I am a member of the Park Slope Food Co-op and that was something that was really important when I moved, just to find a place where I can find these ingredients. I have a little garden, I am a member of a community garden and on the NYC compost counsel. It actually gave me a way to meet all these likeminded people.
What is your writing process like?
It’s different for different things. Someone told me once in my MFA program that the process of writing every book is completely different — I totally understand that now.
In Small Batch, there was so much research. I had a rough idea of how it was going to be organized, and how I was going to connect these people’s stories, but there were moments when wasn’t sure I was ever going to finish it!
But there are other pieces that just seem to be so organic. One day I walked to my community garden to pick a bunch of carrots that I had planted. I walked home with a handful of carrots and the essay came out of me immediately afterward. So, I’ve had those moments too, but much less often.
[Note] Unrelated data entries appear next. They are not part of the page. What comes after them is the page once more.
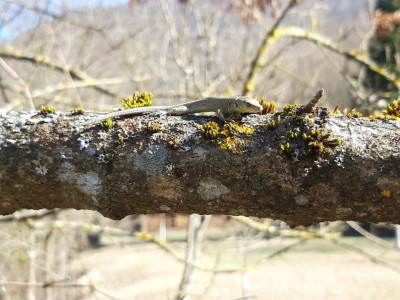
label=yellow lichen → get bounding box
[168,139,179,150]
[40,105,56,115]
[122,91,153,109]
[72,107,85,115]
[147,122,162,132]
[258,97,275,115]
[288,128,298,140]
[199,121,219,140]
[218,136,250,154]
[282,104,299,115]
[281,143,295,157]
[267,115,281,130]
[383,98,400,118]
[343,108,362,118]
[221,122,254,136]
[302,129,342,154]
[100,119,113,130]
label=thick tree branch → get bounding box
[0,109,400,225]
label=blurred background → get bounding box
[0,0,400,300]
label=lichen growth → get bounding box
[281,143,295,157]
[282,104,300,116]
[258,97,275,115]
[288,128,298,140]
[40,105,56,115]
[267,115,281,130]
[383,98,400,118]
[168,139,179,150]
[122,91,153,109]
[344,108,362,118]
[199,121,219,140]
[100,119,113,131]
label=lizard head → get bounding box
[234,96,262,114]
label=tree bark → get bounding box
[0,110,400,226]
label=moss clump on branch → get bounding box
[40,105,56,115]
[122,91,153,109]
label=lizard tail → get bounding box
[79,106,171,126]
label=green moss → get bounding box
[383,98,400,118]
[288,128,298,140]
[147,122,162,132]
[267,115,281,130]
[122,91,153,109]
[199,121,219,140]
[344,109,362,118]
[100,119,113,131]
[282,104,300,115]
[72,107,85,115]
[281,143,295,157]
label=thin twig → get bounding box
[242,0,299,96]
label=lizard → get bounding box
[79,96,262,126]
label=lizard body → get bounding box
[80,96,262,126]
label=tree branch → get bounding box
[0,108,400,225]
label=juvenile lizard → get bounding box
[79,96,262,126]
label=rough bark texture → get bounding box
[0,110,400,225]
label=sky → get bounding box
[0,0,129,42]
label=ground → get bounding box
[71,237,400,300]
Often it’s just slogging through.
Now that I have even less time to write, I mean, I’m busy with so many different projects and I have [a young family] it’s kind of like — the busier you get, the better you are at just sitting, if you have two hours or 45 minutes, you can just sit down and just make something happen. I used to say ‘I’ll just wait for inspiration to come to me because I have all day.’ I don’t have all day anymore.
What’s your perspective on creative nonfiction?
So many people think about fiction and poetry and drama as being the major literary dramas, but creative nonfiction uses all of the same tools, but it reflects on and tells real people’s stories.
I’m always on this quest to get creative nonfiction on that list of the genres that are taught in the literary canon — it’s just as important and just as interesting.”
Food is such a great universal way to get people thinking about their own experiences. I mean, find a person who can’t relate a food they ate to an experience they had or a connection to their past! I just love the integration of food and memory and writing and literature and I think that it’s sometimes overlooked in many places. That’s my quest, to bring that more to the forefront.